DIM SUM mornings, as Stephen Wong of Pudu Cafe will attest, are moments of dainty elegance.
The story behind the origins of dim sum, according to this 58-year-old civil engineer, dates back to the imperial courts of China where it was customary for the emperor to be served 1,000 different dishes at every meal.
It was after all, an apt way to honour the son of heaven but alas, the emperor’s gut would not have the same proportions as his vast empire.
So, the imperial chef came up with the brilliant solution of reducing the portions to manageable bite-sized dumplings, all with different fillings and flavours.
And that, more or less, was how dim sum was invented.
Perhaps its royal roots may have something to do with the way dim sum is regarded in the diner’s eyes.
A proper dim sum meal is never hurried, should most ideally be partaken sitting down and always accompanied with delicate cups of well-brewed Chinese tea, gently sipped and ceremoniously replenished.

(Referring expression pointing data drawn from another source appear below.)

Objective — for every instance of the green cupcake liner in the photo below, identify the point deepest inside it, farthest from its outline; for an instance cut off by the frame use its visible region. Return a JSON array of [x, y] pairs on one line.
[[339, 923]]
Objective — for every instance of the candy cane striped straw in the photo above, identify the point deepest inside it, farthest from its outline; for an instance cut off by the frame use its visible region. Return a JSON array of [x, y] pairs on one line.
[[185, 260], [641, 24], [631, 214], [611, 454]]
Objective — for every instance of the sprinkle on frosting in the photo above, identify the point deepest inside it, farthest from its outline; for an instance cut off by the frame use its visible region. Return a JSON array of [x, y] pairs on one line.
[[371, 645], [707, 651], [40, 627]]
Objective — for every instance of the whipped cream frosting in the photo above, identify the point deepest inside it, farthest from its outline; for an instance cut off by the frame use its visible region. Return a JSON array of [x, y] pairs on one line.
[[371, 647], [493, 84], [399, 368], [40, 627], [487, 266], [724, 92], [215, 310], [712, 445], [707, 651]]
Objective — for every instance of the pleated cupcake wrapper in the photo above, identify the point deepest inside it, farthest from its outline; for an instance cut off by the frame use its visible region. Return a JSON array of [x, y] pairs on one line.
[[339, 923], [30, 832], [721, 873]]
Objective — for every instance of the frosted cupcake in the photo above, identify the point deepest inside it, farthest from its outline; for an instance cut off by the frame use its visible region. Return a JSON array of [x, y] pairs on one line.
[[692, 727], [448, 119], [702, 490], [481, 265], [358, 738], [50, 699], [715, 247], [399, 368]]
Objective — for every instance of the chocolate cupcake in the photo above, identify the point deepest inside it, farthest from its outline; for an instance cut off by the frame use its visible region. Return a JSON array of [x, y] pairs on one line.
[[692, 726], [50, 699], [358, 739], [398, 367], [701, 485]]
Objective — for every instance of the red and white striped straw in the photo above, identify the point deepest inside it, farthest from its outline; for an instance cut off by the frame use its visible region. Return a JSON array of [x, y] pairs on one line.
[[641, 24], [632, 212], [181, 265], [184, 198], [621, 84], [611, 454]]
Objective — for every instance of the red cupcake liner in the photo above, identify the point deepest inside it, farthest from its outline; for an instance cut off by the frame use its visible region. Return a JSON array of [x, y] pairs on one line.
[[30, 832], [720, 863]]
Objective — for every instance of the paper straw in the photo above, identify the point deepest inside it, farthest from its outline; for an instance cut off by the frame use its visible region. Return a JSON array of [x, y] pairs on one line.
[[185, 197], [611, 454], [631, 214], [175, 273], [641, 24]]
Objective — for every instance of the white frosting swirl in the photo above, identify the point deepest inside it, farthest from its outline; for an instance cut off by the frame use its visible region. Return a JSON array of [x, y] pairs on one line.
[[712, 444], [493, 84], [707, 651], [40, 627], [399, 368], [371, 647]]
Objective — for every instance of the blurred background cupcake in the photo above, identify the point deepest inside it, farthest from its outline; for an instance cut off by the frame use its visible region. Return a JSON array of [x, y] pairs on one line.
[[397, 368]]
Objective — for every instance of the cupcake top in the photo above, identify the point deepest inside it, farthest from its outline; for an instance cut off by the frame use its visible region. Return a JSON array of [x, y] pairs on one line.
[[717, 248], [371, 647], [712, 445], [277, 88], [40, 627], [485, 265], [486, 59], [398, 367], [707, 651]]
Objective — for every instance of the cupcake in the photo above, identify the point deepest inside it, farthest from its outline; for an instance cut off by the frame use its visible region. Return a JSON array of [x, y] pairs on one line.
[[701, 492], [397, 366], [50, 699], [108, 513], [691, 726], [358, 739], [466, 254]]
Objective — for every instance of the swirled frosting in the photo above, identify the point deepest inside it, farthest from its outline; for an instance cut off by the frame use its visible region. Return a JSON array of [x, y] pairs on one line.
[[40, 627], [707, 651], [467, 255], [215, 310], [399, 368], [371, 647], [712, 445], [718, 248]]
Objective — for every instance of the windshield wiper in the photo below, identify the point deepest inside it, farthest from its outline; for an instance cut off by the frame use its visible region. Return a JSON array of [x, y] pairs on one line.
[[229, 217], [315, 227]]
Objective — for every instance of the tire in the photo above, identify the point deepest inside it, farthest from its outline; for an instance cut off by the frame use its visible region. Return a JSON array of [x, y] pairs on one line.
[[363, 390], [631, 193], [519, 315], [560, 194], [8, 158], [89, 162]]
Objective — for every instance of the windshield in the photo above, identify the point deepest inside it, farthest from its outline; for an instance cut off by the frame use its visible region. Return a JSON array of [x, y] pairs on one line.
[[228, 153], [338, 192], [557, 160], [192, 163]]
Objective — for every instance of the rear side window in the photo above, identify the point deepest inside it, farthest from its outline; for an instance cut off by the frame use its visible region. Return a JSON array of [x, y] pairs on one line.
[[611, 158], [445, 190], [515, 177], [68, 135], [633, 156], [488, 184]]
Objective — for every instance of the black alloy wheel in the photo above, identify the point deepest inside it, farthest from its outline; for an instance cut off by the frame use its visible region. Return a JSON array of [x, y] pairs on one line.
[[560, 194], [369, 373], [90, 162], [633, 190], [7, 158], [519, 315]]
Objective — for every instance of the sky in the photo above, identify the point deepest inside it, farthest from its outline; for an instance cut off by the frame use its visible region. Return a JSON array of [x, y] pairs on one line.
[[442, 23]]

And because of its leisurely demeanour, dim sum sessions are apt moments for the revealing of grand plans, a bit of soul baring and jovial get-togethers among old friends.
For Wong, who took over the running of this dim sum restaurant from a relative who had to retire due to ill health eight years ago, having dim sum meals is also one way of eating light.
“I shudder at the thought of the amount of oil in fried noodles or nasi lemak.
“My dim sums are nothing like that. I use only lean minced pork, and even then I add in more fish paste and chopped water chestnuts.
“When I first introduced the change, someone remarked that I would close shop in three months!
“He said that a lot of Chinese customers who were used to having a lot of oil and pork in the dim sums would not like my version.
“It’s been eight years now and the complainant is still coming over to my restaurant for his morning dim sum,” laughed Wong.
So particular is Wong about the oil issue that he will not even hear of having the regular deep-fried favourites such as yam cutlets and sesame balls in his menu.
“Sorry, but I think they are unhealthy. What I will allow are baked items like the meat buns and egg tarts.
“I have also introduced vegetarian paus which are a favourite with the ladies,” he said.
That aside, Wong offered a tip in looking out for stale dim sums.
“Watch out for any yellowy or blackish fillings. This means that the dim sums have been left overnight and are not fresh,” he said.
Ask Wong where he got the gumption to make such changes to a traditional Chinese favourite well known for its lack of respect for cholesterol and sodium levels and he simply answered that he had gotten his courage from providence.
“When I was offered to take over this restaurant, I did a lot of soul searching.
“At first, I thought I’d replace it with a Western menu featuring steaks and sandwiches but one old timer from Pudu warned me that if I did that only ghosts would come here to eat!”
After much deliberating, Wong found the answer one stormy night.
“It was raining heavily and there was thunder and lightning. At that time, I was praying and the answer struck me like a thunderous awakening – there was no doubt that I was meant to take over the dim sum restaurant,” Wong recalled.
So, with RM145,000 as capital to refurbish the place, Wong strode ahead and made the necessary changes.
The last word from Wong not only mirrored his outlook on the trend of dim sum mornings but on life as well.
“To enjoy dim sum is to enjoy life. Just sit down, look at the scene, read a newspaper, you’ll get what I mean,” he smiled.
Pudu Cafe is located at 45, Jalan Pasar Baru, Off Jalan Pudu, Kuala Lumpur (03-9223 7645 / Open: 6am-2pm. Non-halal).